KHAN: MANNY ZNOKAUTUJE BRADLEYA
- Wszyscy wiemy, że Bradley nie będzie następnym królem P4P. Jemu chodzi tylko o wypłatę. Miał długą przerwę, po drodze odmówił walki ze mną. To pokazuje, że brak mu jaj i powiedziałem mu to w twarz. Był w szoku, odwrócił się. Nie miał żadnej odpowiedzi - wyjawił Amir Khan (26-2, 18 KO) w wywiadzie dla FightHype.
- Być może dojdzie kiedyś do naszej walki, ale nie chcę wychodzić do ringu z zawodnikiem, którego wcześniej nokautował Manny. Bradley odrzucał już oferty mojego obozu, a teraz zaczyna opowiadać o mnie w wywiadach, choć walczy z moim kolegą. Musi mieć jakąś obsesję albo coś w tym stylu. Niech cieszy się pięcioma minutami sławy, które zakończy nokaut - dodaje 25-letni Brytyjczyk.
Jak zdaniem Amira wyglądać będzie pojedynek Tima Bradleya (28-0, 12 KO) z mistrzem WBO wagi półśredniej i czołowym pięściarzem P4P - Mannym Pacquiao (54-3-2, 38 KO)? Khan jest przekonany, że "Pacman" musi uważać jedynie na głowę "Pustynnej Burzy".

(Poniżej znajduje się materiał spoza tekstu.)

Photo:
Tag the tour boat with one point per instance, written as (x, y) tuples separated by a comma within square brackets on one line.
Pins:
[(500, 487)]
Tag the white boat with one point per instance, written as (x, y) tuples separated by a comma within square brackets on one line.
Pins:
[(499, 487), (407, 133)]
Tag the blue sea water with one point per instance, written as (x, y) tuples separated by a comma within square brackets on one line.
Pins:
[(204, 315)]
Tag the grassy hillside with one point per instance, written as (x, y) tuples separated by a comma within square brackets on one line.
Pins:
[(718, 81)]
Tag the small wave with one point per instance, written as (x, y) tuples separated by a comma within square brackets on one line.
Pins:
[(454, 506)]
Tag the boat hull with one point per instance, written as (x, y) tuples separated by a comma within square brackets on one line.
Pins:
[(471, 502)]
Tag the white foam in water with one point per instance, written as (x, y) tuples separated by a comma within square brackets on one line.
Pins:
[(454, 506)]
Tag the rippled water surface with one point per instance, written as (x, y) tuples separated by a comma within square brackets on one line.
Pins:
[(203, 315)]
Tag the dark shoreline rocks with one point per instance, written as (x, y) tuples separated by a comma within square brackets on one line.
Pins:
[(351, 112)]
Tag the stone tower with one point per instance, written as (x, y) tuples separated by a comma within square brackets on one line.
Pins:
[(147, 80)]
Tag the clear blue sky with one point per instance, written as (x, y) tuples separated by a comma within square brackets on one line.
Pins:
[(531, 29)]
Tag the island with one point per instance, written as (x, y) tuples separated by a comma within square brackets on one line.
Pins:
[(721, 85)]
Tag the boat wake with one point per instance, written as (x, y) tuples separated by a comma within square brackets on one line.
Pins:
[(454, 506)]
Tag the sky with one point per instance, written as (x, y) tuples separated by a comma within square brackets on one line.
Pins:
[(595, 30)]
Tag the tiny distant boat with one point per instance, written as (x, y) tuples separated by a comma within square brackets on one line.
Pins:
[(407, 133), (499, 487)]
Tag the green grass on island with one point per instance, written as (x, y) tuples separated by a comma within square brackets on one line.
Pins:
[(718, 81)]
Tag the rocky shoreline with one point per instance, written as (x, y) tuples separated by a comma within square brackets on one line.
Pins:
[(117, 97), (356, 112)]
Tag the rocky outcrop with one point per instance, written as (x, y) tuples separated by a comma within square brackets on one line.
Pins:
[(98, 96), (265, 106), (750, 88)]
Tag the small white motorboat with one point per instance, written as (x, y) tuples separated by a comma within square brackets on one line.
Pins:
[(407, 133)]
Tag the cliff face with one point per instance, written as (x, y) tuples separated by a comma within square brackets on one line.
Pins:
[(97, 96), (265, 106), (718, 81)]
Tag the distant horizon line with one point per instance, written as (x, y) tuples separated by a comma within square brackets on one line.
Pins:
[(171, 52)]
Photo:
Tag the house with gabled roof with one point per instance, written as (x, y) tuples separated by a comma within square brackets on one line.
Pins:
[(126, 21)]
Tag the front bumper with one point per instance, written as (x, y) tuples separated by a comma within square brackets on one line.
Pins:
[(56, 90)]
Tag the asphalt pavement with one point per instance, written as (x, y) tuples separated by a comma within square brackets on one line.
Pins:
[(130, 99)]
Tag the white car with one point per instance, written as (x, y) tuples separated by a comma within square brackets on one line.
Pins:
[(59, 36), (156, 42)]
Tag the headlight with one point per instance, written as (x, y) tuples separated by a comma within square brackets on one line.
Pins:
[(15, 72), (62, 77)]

- Manny musi po prostu bardzo uważać na tę wielką głowę Bradleya. Timothy będzie się starał walczyć nieczysto, trafiać obszernymi cepami i tak dalej, ale myślę, że Manny przerwie jedną z takich serii swoim ciosem i zgasi go - kończy Khan.
Zaczyna sie... Czekam na Roacha i Arize.
Manny chyba faktycznie zaczyna tracić głód boksu, uważam go za świetnego zawodnika który zrobił wiele dobrego dla tego sportu ale tak całkiem prywatnie to muszę przyznać że zaczyna mnie nudzić jego osoba. Wieści z jego obozu bądź oceny innych na jego temat są takie nudne i monotonne zazwyczaj :/ Chciałbym jeszcze walki z Floydem a potem pragnąłbym aby Manny zasłużenie zszedł ze sceny. Nie mam nic do niego ale taka jest moja prywatna opinia. Filipińczyk jako osoba poza ringiem jest strasznie bezbarwny jest marionetką w rękach Aruma. Wolę osobowości takie jakie prezentują tacy Meksykańscy wojownicy jak Barrera czy Morales. Lub barwne postaci jak Floyd. Niemniej niech każdy kibicuje komu chce i nie chcę w żaden sposób atakować lub urazić czymkolwiek kibiców Filipińczyka :)
Data: 30-03-2012 16:25:46
Kto jak kto, ale Khan o braku jaj nie powinien pisac.
rozwiń myśl , bo nie łapie ?
Bradley jest przeceniany co pokaże własnie ta walka absolutnie nie ma dla niego miesjsca w moim subiektywnym rankingu p4p , pokonałby go Khan dlatego nie wyszedł do ringu bo jak juz przegrywac to za wysoką gaże ( eh jakie to popularne w tych czasach )
nokaut w tej walce jest wielce prawdopodobny
Marquez w ostatnniej walce walczył bardzo mądrze, na wstecznym biegu i z kontry, a Manny nie lubi takich przeciwników i cięzko mu się z nimi walczy. Poza tym Marquez to jeden z najlepszych pięsciarzy zawodowych ostatnich 15 lat.
Manny w tej walce atakował bardzo dużo, ale nie potrafil znaleźć recepty na mądrze walczącego Marqueza.
Jestem przekonany, ze gdyby Pacquiao walczyl z Cotto, to skończyłby go tak samo jak w pierwszej walce.
Nigdy nie uważałem, ze Bradley jest wielkim wyzwaniem dla Pacquiao i dalej nie widzę w nim nic ciekawego.
Jest dobrze wyszkolony technicznie i ma styl, z którym Mannemu będzie trudno walczyć, ale to Filipińczyk będzie górą w tym starciu. Nie mniej jednak nie uważam, że Manny zaprezentuje się znakomicie, ze względu na wspomniany przeze mnie wcześniej, niewygodny styl Bradleya.
Doskonale wiesz o co mi chodzi. Sytuacja z Prescottem i Maidana sklonily mnie do takiego stwierdzenia.
Sorry ale dalej nie łapie, naprawde proszę rozwin myśl , chętnie podyskutuje
O ile się nie mylę, to Joel miał Thc wykryte.